物陰に隠れては撃ち、そしてまた安全マージンを確保するのをひたすら繰り返す。

斎藤「……」イライライライラ

斎藤「……追ってもあっちが離れてるからいつまで経っても追い付けねぇな……」

しゃなあない。

473 名前:以下、名無しにかわりましてVIPがお送りします[sage] 投稿日:2010/10/17(日) 00:35:13.90 ID:QaUct9MlO [6/117]
斎藤「大和魂見せてやるよ!!!」

一気に物陰から隠れると畳み掛ける。
多分その先にいると思われる敵目掛けて全力疾走する。

バァンッ──
バァンッ───

斎藤「っと!!!」

ギリギリをかすれて行く銃弾。

斎藤「今お前怖いだろ!!!! 銃に向かってくる人間なんてそうそういねぇもんな!!!」

そう叫んでやる。

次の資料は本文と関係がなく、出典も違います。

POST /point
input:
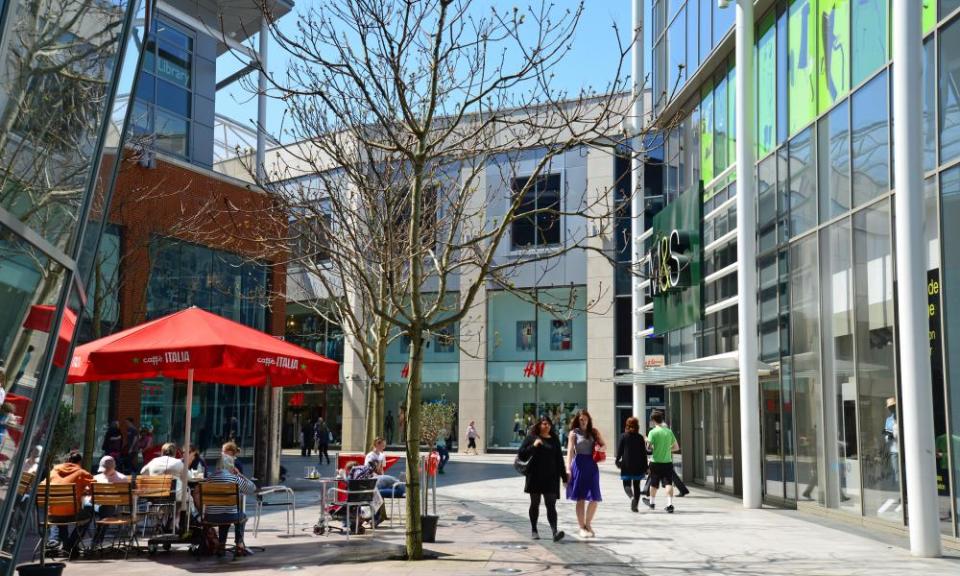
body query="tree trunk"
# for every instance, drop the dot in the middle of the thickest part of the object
(414, 531)
(370, 433)
(90, 424)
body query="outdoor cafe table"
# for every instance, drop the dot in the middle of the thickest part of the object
(324, 484)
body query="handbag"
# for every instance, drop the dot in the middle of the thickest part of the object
(521, 465)
(598, 454)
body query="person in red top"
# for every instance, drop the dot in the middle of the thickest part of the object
(71, 472)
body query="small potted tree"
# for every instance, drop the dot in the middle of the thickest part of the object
(435, 421)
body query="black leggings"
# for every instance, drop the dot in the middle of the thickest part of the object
(550, 500)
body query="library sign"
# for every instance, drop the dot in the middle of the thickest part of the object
(674, 263)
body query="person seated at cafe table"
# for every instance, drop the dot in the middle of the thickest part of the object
(354, 471)
(167, 464)
(71, 472)
(196, 464)
(226, 473)
(376, 459)
(231, 449)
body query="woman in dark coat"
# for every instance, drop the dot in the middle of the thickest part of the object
(632, 460)
(544, 472)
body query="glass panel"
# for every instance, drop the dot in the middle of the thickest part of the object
(833, 151)
(721, 158)
(709, 439)
(931, 235)
(950, 206)
(769, 313)
(805, 343)
(870, 41)
(840, 386)
(723, 19)
(803, 184)
(802, 63)
(950, 92)
(706, 134)
(871, 141)
(173, 65)
(834, 50)
(173, 98)
(172, 133)
(929, 108)
(766, 85)
(772, 429)
(875, 363)
(169, 33)
(783, 60)
(767, 204)
(693, 35)
(30, 288)
(706, 42)
(677, 46)
(60, 65)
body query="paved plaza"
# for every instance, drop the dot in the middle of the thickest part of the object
(484, 530)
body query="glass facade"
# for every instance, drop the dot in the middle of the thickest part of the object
(63, 65)
(536, 360)
(164, 99)
(825, 258)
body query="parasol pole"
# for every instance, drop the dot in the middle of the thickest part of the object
(185, 489)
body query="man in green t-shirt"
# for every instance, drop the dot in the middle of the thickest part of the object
(662, 445)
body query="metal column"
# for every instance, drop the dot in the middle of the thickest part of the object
(262, 101)
(916, 396)
(636, 217)
(746, 262)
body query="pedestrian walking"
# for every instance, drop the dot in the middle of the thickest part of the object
(472, 437)
(306, 438)
(584, 486)
(632, 460)
(662, 445)
(545, 469)
(322, 433)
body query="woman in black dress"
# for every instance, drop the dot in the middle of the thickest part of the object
(544, 472)
(632, 460)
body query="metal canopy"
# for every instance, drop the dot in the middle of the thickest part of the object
(692, 371)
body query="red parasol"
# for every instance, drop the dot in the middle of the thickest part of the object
(194, 344)
(213, 348)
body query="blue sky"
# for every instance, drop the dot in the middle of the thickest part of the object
(591, 61)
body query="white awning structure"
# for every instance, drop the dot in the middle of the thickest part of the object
(692, 371)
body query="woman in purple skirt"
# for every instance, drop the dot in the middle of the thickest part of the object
(584, 485)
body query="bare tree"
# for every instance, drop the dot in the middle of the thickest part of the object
(425, 132)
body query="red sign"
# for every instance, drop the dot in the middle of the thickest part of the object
(534, 369)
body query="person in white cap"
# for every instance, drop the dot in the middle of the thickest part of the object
(108, 472)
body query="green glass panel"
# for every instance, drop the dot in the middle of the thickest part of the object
(721, 126)
(929, 15)
(870, 37)
(731, 116)
(766, 85)
(706, 133)
(834, 50)
(802, 62)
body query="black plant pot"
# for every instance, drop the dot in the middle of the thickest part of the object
(428, 524)
(47, 569)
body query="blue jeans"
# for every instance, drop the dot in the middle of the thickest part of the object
(444, 456)
(239, 521)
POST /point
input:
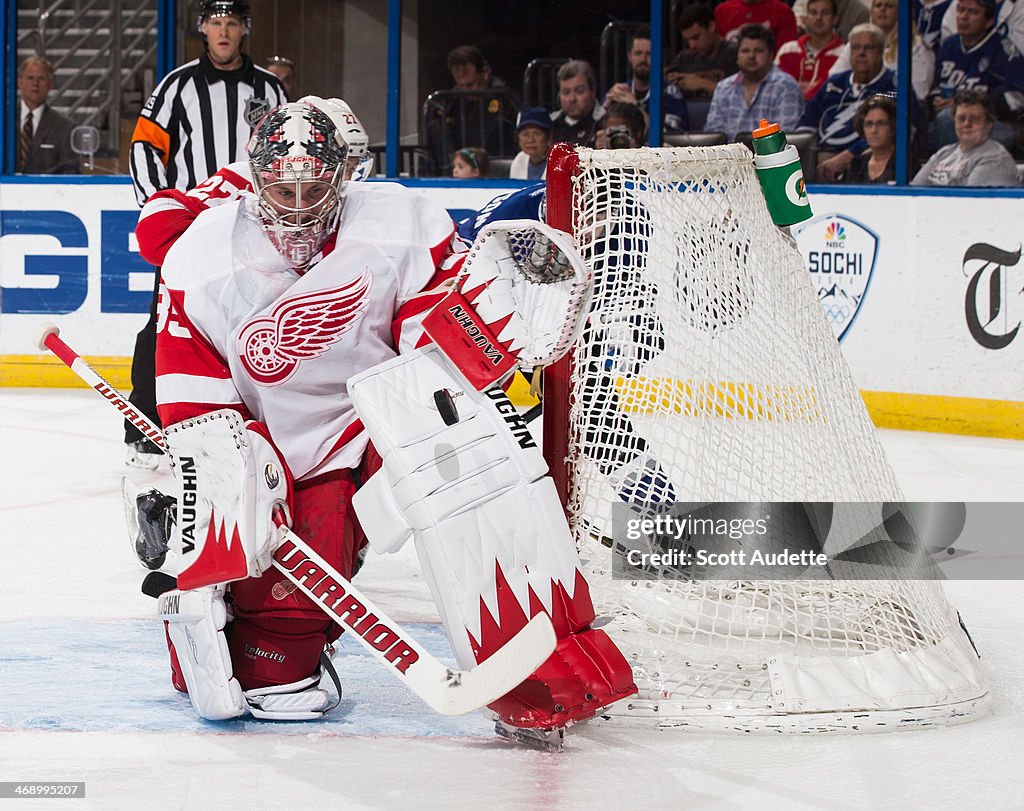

あっちにわかるかどうかは不明だが狂人は常人を行動だけで喰らう。
その異質な動きが相手を震わせる、ありえないと。

斎藤「捉えた……!!!」

闇の中に浮かぶ人型をついに眼中に捕らえる。

478 名前:以下、名無しにかわりましてVIPがお送りします[sage] 投稿日:2010/10/17(日) 00:44:27.31 ID:QaUct9MlO [7/117]
斎藤「っ……と」

二人同時に構える──

斎藤は走りながら──

もう一人は止まりながら──

一発目、互いに当たらず。

二発目、相手の攻撃はほぼ直撃コースだったが斎藤の天性の勘で撃たれる僅か0.コンマ何秒に首を振り、それを回避。
斎藤も避けるのに必死だった為に二発目を外してしまう。
決着はリロードの早さによって決まることとなった。

もう一人の斎藤のリロードの早さは律のお墨付きで、人間の速度ではないとまで言われていた。
この勝負どう考えてももう一人の斎藤が勝つ、筈だった。

481 名前:以下、名無しにかわりましてVIPがお送りします[sage] 投稿日:2010/10/17(日) 00:49:59.57 ID:QaUct9MlO [8/117]
カチャ──

弾倉を開き、そこに、

斎藤「ぺっ」

さっき口にくわえさせた弾を寸分の狂いなく吐き捨てる。

斎藤が構えた頃にようやく弾を込め終えたと云った感じで顔を上げると、斎藤と視線がぶつかる。

斎藤「おせーよ」



バァンッ────



終了条件2 達成

490 名前:以下、名無しにかわりましてVIPがお送りします[sage] 投稿日:2010/10/17(日) 00:57:15.06 ID:QaUct9MlO [10/117]
──

紬「……」

斎藤「よっ」

紬「その調子だと勝ったのはあなたの方だったみたいね…羽生蛇村の斎藤さん」

斎藤「勝ち名乗りありがとよ、桜ヶ丘の琴吹紬」

紬「……わかったの?」

斎藤「あぁ。あいつとあんたを見てな。そしてどうして俺があっちに飛ばされりこっちに戻ったりしたのかも大体な」

紬「……多分繋がったのね異界同士が」

斎藤「俺にはよくわからんがそういうことみたいだな」

紬「……あなたの探している琴吹紬は……多分もう……」

斎藤「言うなよ。泣いちまうだろ……」

紬「ごめんなさい……」

493 名前:以下、名無しにかわりましてVIPがお送りします[sage] 投稿日:2010/10/17(日) 01:05:57.37 ID:QaUct9MlO [11/117]
斎藤「いけよ、やることがあんだろう。もう一回、次こそは繰り返すなよ……紬お嬢様」

紬「もう助けてくれないの?」

斎藤「二度は助けない主義なんでね、紬以外」

紬「そう。うん……それじゃ行ってくるわね…斎藤」

斎藤「ああ。倅が迷惑かけたな」

闇の中へ消えていく紬をただ黙って見送る斎藤。

斎藤「やることなくなっちまったな」

ドサリとその場に寝転び、星空も見えない夜空を眺める。

斎藤「さようなら、お嬢様」

っと、後一つだけ役割があったな。それまで寝てるとしますか。そうして目を閉じた、何も見えない暗闇が即座に広がった。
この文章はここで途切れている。